Traductología
Por Gonzalo García
Pero si por un lado la fórmula del humor sostiene que el grado de diversión es inversamente proporcional al de su repetición, también la intensidad es un factor que debemos tener en cuenta: un solo fiasco puede arruinar un buen espectáculo, quizá más que la reducción progresiva de la hilaridad. Cuando Anna y Rüdiger hablan del temible vigilante del cementerio, también se ríen:
—¿Sabes cómo se llama? ¡Geiermeier!
—¿Cómo? —preguntó Anton.
Anna se rió saltando alternativamente sobre cada uno de sus pies.
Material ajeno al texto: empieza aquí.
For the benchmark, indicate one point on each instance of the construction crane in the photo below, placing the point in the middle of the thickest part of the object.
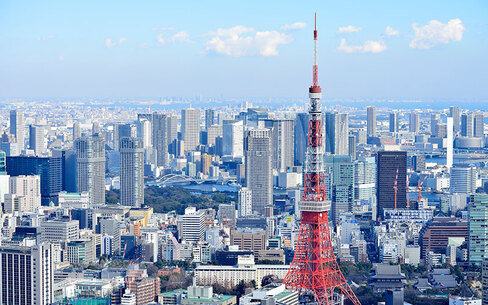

—Geiermeier, aun con bata te pareces a una rata —cantó ella.
Si el lector ha sentido que la cantinela de Anna lo hacía tamborilear tanto como a ella, puede buscar la clave en el ritmo binario: Gé-ier-mé-ier / áun-con-bá-ta / tè-pa-ré-ces / aú-na-rá-ta. (Como en todo, el valor de las traducciones se mide más por los detalles y las redes audibles pero ocultas, que por lo evidente o aparatoso.) Pero canciones aparte, ¿por qué se ríe Anna?
Por un lado, está el retintín de apellidarse Geiermeier, o Tiroliro, o Garcibarci: por la sola estructura de la palabra el lenguaje está volviendo atropelladamente al primer plano, nos despierta, rompe la lisura de la ficción o de la realidad cotidianas y, por tanto, llama a la sonrisa. Por otro lado, además, resulta que Meier es una terminación habitual de muchos apellidos alemanes (aparte de un apellido por sí mismo) y que Geier es ‘buitre’. ¿Ese vigilante del cementerio no es el que caza sin descanso a los vampiros, estaca en mano, para liquidarlos?, ¿a unos vampiros que están muertos y que, según se dice repetidamente en la novela, huelen tremendamente mal… quizá como la carroña? Pero aun así, ¿qué se le puede haber perdido a ningún posible Buitráguez por esos nortes brumosos?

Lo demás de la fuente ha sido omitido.